The ideologically driven opposition argues (still, despite what we've just been through) that the market holds all wisdom, that any government involvement is more expensive, more stupid, more wasteful. Mr. Sellers makes the very logical point that it would take the Congress years to agree to the sort of experimentation in cost-cutting that he can order immediately, and that any attempts to actually implement cost cuts would be stymied as soon as interested parties started screaming.
The most obnoxious of the critics denounce the president as a liar who has no right to be president and is driving our nation down the road to perdition. Mr. Sellers interrupts his critique of the president's proposals at one point to say, in all seriousness, "I love Barack Obama."
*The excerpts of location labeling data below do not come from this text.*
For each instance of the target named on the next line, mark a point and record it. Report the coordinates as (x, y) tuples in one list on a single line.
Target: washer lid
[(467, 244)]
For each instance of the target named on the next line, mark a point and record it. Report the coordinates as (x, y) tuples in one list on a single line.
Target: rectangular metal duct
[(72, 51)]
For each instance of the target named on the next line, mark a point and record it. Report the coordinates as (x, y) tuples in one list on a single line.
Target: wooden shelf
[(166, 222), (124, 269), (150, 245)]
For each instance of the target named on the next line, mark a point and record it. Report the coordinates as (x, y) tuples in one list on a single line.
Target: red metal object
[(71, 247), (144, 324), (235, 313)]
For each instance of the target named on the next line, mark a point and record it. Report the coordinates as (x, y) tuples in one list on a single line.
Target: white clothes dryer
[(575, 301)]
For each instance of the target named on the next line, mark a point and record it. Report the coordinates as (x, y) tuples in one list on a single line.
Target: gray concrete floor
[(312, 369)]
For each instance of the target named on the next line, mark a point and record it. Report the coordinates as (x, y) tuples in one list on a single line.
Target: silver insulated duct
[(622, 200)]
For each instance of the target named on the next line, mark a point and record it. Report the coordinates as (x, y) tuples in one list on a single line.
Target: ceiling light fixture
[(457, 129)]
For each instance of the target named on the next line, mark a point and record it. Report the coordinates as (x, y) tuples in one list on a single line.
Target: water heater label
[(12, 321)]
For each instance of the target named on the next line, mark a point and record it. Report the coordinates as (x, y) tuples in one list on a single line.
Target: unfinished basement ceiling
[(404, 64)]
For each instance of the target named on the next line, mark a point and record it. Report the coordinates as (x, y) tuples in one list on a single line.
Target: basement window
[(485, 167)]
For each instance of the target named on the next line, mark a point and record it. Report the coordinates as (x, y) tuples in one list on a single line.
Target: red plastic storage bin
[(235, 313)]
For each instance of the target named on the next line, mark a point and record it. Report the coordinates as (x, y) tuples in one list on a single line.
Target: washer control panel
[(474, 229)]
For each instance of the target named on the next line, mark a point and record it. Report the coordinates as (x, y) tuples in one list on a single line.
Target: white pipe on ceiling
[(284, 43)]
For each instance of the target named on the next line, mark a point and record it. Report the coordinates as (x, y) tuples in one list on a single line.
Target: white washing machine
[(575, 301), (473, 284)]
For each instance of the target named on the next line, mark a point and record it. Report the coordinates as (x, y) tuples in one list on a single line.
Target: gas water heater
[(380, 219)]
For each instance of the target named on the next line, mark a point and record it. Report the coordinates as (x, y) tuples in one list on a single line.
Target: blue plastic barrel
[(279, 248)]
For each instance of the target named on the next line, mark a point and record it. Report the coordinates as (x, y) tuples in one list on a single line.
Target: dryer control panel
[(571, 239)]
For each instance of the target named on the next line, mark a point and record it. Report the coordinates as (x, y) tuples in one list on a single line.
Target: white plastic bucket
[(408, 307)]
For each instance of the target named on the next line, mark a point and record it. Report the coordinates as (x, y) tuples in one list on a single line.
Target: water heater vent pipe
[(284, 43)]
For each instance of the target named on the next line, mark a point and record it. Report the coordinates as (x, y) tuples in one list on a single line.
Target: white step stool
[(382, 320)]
My point is not that Mr. Sellers' criticisms are correct. I find some of his arguments persuasive and others transparently self-serving and off-base. Rather, he serves as an important reminder that it is possible to debate divisive matters in a civil way - and provides a road map for anyone who is too dense to figure it out on their own. (Hint: Stick to facts; don't make it personal or emotional; treat your opponents with respect.)
I'm not talking about decorum. You don't have to call the president a liar to degrade public debate. Deliberately mischaracterizing your opponent's position degrades the debate. Refusing to acknowledge that there are legitimate reasons to disagree - that those on the other side could love this country as much as you do, could even love freedom as much as you do, could even want to get to the same end point as you, but disagree as to how to get there - degrades the debate.
Madison Avenue took over election campaigns long ago. Then pundits, particularly of the broadcast variety, glommed onto ad tactics. Now we've descended to the point that the "debate" by the actual elected officials who are elected for the purpose of debating amounts to nothing more than dueling ad campaigns - each side spitting out the talking points that have been focus-grouped and polled and honed to an emotionally charged, stinging and memorable point.
This undermines the very reason the founding fathers wisely chose to make the United States a republic, and not a democracy: so we could elect knowledgeable people whose job it would be to go to Washington, or the state capitol, to get themselves educated and have an honest exchange of ideas - an exchange that inevitably will lead to some people changing their minds, to smart compromises being reached.
It's easy to get discouraged these days, to conclude that we are witnessing the failure of the magnificent experiment that was representative democracy. But then we get these occasional glimmers.
Lindsay Graham demonstrates, yet again, that a Republican senator can cross the partisan divide and broker compromises with Democrats that give both sides something - and result in much better legislation than what the Democrats would ram through over unanimous Republican opposition.
An insurance executive gives a largely balanced critique (going out of his way to identify the parts that aren't balanced) of proposals that he believes could put his entire industry out of business.
And once again, while I breathe, I hope.